鉄筋コンクリイトの四階建でしたが、ちょうど私の傍(そば)に巡査が一人立っていて、まだぶすぶす煙が立っている見渡す限りの焼野ヶ原を見晴しながらにやにや笑っているのです。
ふん、なるほど、と私は思いました。
彼は実に便利な世の中になったと思っていたにちがいないのです。
つまり、屋根と壁がすっかり焼け落ちてしまって都会が裸になった。
あすこの道角で一様にしゃがんでいる人の群は、あれは時計屋の焼跡で貴金属や宝石を漁(あさ)っている餓鬼共(ガキども)だ、そら遥かかなた西の方角に金庫破りの賊が現れた、まあこんな風にいろんな犯罪が自分の掌の上のことのように見つかるんですからな。
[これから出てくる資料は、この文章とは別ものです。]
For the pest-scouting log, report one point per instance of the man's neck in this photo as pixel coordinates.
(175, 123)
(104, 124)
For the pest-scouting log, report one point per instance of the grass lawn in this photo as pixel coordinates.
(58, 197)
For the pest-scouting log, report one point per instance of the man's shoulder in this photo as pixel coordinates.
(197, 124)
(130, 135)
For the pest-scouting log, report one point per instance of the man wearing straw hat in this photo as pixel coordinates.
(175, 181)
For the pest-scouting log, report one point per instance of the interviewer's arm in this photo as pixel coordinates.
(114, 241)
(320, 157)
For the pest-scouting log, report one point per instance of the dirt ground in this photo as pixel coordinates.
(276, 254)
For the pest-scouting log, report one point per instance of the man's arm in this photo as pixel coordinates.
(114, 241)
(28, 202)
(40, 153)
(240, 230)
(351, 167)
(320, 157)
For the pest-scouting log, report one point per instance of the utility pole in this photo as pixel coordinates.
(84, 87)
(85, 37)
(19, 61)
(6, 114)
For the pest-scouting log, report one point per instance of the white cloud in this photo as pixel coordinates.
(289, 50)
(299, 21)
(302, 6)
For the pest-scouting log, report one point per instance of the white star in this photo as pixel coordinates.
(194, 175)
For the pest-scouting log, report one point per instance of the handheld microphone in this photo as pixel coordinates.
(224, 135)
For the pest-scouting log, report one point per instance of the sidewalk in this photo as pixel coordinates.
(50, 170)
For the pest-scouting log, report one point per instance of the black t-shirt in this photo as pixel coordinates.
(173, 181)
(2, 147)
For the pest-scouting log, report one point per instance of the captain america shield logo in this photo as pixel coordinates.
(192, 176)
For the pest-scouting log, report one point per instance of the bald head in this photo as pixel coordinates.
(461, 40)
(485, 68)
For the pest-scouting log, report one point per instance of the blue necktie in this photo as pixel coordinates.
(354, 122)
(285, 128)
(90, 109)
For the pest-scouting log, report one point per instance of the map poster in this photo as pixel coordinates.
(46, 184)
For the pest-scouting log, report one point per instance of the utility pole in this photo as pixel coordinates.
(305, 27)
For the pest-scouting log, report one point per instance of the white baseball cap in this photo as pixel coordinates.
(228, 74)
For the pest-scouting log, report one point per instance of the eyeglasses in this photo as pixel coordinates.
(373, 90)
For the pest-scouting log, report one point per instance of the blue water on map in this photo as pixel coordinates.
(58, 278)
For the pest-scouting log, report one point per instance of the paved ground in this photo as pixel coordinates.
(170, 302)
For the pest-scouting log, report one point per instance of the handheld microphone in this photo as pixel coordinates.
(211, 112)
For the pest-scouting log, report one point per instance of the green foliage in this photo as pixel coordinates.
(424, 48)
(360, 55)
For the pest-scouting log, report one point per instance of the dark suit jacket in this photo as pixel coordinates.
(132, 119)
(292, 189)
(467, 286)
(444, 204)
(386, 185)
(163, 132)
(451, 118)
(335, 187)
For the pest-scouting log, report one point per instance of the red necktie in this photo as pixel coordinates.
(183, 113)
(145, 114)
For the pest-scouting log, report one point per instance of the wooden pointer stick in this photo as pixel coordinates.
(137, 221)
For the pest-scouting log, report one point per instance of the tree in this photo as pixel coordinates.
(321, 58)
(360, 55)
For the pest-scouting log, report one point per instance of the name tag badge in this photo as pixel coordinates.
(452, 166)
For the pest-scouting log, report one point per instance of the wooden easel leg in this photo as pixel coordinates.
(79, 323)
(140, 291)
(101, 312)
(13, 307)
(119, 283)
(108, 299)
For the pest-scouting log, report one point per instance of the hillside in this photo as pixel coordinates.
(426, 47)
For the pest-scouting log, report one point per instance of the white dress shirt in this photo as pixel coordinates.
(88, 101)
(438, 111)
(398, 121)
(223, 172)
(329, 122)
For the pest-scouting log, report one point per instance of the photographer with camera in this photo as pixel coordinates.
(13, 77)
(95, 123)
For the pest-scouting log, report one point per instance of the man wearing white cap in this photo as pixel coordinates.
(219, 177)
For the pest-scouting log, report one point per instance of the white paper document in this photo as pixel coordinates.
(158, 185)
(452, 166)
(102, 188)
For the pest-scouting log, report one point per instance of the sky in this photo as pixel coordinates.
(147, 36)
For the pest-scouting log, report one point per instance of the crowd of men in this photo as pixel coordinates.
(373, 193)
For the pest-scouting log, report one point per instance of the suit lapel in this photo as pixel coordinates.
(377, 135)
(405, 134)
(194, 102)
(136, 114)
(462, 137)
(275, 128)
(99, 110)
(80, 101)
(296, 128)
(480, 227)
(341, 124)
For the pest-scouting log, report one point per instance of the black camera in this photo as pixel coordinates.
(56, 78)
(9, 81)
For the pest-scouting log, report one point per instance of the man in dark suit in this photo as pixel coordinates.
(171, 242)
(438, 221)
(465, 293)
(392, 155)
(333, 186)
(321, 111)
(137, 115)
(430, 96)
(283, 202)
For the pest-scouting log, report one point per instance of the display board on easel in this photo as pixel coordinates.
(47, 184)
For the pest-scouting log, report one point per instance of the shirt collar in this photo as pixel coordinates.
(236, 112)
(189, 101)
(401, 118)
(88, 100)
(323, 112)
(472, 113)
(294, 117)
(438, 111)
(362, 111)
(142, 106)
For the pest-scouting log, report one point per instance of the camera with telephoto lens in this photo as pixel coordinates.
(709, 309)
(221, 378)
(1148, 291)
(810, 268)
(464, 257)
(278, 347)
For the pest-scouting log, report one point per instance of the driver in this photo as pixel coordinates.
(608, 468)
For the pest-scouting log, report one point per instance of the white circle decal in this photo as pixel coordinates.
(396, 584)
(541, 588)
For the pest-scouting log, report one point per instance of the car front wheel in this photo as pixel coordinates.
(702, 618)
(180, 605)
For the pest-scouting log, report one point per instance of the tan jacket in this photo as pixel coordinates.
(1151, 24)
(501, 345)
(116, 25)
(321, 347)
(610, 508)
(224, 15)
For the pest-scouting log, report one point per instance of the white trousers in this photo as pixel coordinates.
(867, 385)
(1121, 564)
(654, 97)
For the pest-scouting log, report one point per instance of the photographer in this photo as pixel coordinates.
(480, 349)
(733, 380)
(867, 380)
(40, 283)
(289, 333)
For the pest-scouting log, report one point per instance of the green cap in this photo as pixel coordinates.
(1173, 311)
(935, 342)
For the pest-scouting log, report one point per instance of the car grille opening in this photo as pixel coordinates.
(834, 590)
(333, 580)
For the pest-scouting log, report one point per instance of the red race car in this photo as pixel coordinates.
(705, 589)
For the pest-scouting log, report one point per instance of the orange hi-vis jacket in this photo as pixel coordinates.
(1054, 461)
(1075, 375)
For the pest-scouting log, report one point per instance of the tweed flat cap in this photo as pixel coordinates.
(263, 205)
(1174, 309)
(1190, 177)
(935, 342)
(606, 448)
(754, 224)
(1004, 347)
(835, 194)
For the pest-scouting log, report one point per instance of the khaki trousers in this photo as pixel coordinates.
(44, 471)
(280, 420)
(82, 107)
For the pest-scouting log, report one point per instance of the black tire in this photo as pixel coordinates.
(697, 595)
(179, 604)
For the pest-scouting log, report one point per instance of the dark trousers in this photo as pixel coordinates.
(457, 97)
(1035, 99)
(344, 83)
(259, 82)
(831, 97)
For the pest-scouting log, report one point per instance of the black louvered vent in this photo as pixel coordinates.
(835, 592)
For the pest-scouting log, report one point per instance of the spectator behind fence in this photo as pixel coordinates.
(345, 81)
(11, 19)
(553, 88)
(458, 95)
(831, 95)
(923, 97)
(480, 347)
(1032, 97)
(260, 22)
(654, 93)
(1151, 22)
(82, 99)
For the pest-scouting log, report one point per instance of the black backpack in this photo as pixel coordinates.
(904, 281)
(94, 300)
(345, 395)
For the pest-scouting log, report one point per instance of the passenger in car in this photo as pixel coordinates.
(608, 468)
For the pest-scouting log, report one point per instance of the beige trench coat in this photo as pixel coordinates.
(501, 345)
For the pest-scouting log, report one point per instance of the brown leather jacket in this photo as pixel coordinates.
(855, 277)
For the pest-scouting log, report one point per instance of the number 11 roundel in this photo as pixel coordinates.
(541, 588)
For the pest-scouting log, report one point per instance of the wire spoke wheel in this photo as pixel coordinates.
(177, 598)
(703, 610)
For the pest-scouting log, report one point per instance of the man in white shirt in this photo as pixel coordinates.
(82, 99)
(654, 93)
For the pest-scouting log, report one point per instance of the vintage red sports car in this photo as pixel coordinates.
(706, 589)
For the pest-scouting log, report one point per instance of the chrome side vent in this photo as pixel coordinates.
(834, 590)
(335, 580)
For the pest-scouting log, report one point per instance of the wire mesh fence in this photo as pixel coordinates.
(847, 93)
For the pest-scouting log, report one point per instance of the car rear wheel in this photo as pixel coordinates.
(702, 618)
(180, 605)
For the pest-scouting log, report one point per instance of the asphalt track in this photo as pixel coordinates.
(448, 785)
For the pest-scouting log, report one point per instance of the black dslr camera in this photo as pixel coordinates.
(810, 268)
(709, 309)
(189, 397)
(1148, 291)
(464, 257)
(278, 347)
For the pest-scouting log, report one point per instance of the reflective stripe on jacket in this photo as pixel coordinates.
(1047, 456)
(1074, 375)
巡査は今の交番の代りに火見梯子(ひのみばしご)のようなものを作って、その上から望遠鏡で四方八方を睨(にら)んでりゃいいんですからな。
もろもろの犯罪が造作なく見つかるばかりじゃなく、屋根と壁とがなかったら、人間の罪悪なんか硝子(ガラス)の壊れた温室の花のように殆ど皆根から枯れてしまうかもしれません。
屋根と壁は雨風や暑さ寒さを凌ぐためでなくて、罪悪が天日にさらされるのを隠すためのものかもしれません。
人生のもろもろの苦しみは人間が屋根と壁を作り出した時に初まった。こういう金言はどうです。
「屋根や壁は犯罪を『隠す』ためのものかも」なかなか面白い視点ですね。それでは、また。